You can type $\LaTeX$ in Docusaurus by using the remark-math and rehype-katex packages.

In the root directory of your Docusaurus project, install the packages by running npm install remark-math and npm install rehype-katex (or the yarn equivalents).

Configuration

At the top of docusaurus.config.ts, import the packages:

import remarkMath from 'remark-math';
import rehypeKatex from 'rehype-katex';

Pass the plugins to your docs presets:

  presets: [
    [
      'classic',
      {
        docs: {
          remarkPlugins: [remarkMath],
          rehypePlugins: [rehypeKatex],

Get the URL for the $\KaTeX$ stylesheet from README on github.com/KaTeX/KaTeX, then pass it to the stylesheet config:

  stylesheets: [
    {
      href: 'https://cdn.jsdelivr.net/npm/[email protected]/dist/katex.min.css',
      type: 'text/css',
      integrity:
        'sha384-nB0miv6/jRmo5UMMR1wu3Gz6NLsoTkbqJghGIsx//Rlm+ZU03BU6SQNC66uf4l5+',
      crossorigin: 'anonymous',
    },

You can also choose to self-host the stylesheets on your own content delivery network (CDN). It's more work than using jsdeliver, but you have more control over your website. Download the latest version available on $\KaTeX$ releases page, unpack it, and upload it to your own CDN.
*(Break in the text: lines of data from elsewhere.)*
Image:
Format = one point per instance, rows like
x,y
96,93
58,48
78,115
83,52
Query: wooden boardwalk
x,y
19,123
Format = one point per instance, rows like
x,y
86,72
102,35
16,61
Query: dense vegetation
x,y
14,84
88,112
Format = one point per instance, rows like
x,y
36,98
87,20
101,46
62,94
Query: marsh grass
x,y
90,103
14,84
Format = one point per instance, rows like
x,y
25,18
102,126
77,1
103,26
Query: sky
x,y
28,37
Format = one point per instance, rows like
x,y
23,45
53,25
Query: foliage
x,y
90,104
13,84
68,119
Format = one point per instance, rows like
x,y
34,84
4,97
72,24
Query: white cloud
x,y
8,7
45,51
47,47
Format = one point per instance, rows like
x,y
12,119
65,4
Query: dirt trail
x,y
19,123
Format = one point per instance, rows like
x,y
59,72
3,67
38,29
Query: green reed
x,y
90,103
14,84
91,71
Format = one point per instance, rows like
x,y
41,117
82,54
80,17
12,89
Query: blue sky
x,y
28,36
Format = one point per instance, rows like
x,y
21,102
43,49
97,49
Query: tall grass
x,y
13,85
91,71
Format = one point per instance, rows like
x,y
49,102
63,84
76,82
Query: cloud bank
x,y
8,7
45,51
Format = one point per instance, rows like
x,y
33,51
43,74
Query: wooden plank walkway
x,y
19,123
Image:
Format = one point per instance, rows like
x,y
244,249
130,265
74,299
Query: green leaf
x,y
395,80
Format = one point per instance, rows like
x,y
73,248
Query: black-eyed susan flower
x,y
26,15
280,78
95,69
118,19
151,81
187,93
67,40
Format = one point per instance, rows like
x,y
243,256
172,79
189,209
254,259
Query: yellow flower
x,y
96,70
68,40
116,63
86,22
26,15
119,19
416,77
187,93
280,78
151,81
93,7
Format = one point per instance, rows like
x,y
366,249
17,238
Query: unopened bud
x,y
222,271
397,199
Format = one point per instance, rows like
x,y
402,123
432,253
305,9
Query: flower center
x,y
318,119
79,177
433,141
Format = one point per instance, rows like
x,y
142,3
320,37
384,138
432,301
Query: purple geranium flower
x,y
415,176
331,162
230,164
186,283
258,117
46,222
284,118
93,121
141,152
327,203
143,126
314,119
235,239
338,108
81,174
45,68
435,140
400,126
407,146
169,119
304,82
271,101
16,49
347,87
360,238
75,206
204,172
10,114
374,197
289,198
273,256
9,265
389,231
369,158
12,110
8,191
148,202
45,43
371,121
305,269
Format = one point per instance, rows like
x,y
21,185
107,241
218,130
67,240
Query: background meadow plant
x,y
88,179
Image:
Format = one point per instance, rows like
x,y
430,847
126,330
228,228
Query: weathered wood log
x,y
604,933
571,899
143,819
If you choose to self-host, be careful about the integrity hash of the katex.min.css file. If you modify the file, you need to update the hash, run something like openssl dgst -sha384 -binary file/path/to/katex/v0.16.11/katex.min.css | openssl base64 -A.

If you have a pre-commit formatter like husky, then avoid formatting the file on commit with the --no-verify flag: git commit -m 'chore: bump katex to v0.16.11' --no-verify.

Usage

You can use either $ brackets or $$ brackets across multiple lines.

For example, this

**Fundamental Theorem of Calculus**  
Let $f:[a,b] \to \R$ be Riemann integrable. Let $F:[a,b]\to\R$ be $F(x)=
\int_{a}^{x}f(t)dt$.
Then $$F$$ is continuous, and at all $x$ such that $f$ is continuous at $x$,
$F$ is differentiable at $x$ with $F'(x)=f(x)$.

will print to this:

Fundamental Theorem of Calculus
Let $f:[a,b] \to \R$ be Riemann integrable. Let $F:[a,b]\to\R$ be $F(x)= \int_{a}^{x}f(t)dt$. Then $F$ is continuous, and at all $x$ such that $f$ is continuous at $x$, $F$ is differentiable at $x$ with $F'(x)=f(x)$.